Question: Metagenome Read Simulators
14 months ago
London, UK
alesssia520

Hello everyone,

I need to simulate a few metagenomics samples and I was thinking to use BBMap's simulator,, in "metagenome" mode.

The problem is that I need to simulate the effect of PCR amplification, and I thought of including identical duplicates but with different quality scores.

Does anyone have any suggestion on how to do this? Or knows if BBMap already simulates PCR duplicates (and if yes, how do I modify their proportion)?

Thanks a lot!

It probably does not simulate PCR dups. You could go the route you mention above.
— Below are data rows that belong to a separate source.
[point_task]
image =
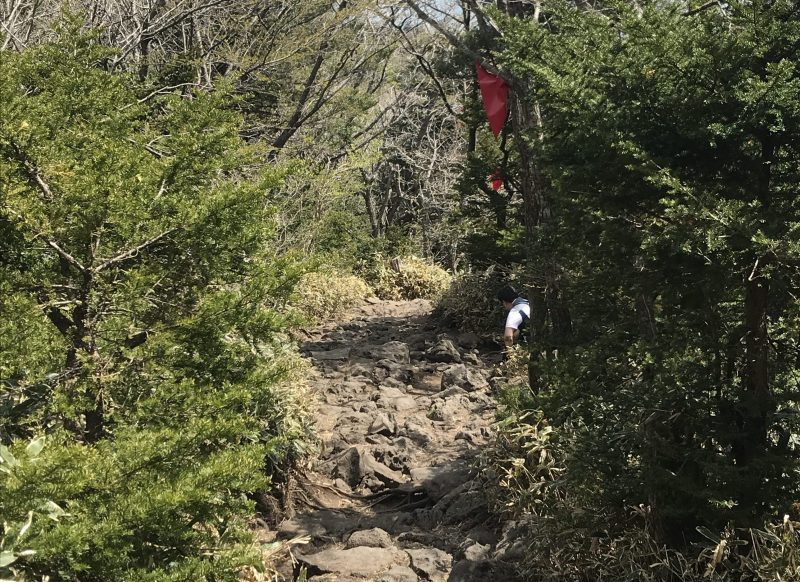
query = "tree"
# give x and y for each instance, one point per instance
(670, 139)
(140, 331)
coverage=X will automatically set "reads" to a level that will give X average coverage (decimal point is allowed).

metagenome will assign each scaffold a random exponential variable, which decides the probability that a read be generated from that scaffold. So, if you concatenate together 20 bacterial genomes, you can run randomreads and get a metagenomic-like distribution. It could also be used for RNA-seq when using a transcriptome reference.

The coverage is decided on a per-reference-sequence level, so if a bacterial assembly has more than one contig, you may want to glue them together first with before concatenating them with the other references.

Thanks, I think I will just generate the metagenomics samples, then randomly select varying percentage of reads, duplicate them, and finally shuffle their quality score. Will this work in your opinion?

You could check if there are PCR dups after generating the metagenome (using A: Introducing Clumpify: Create 30% Smaller, Faster Gzipped Fastq Files ). If not then proceed with your plan as stated above.

Good point. Since I need to keep the percentage of duplicates equal to fixed values I should first check if there are any and add/remove if needed! Thanks!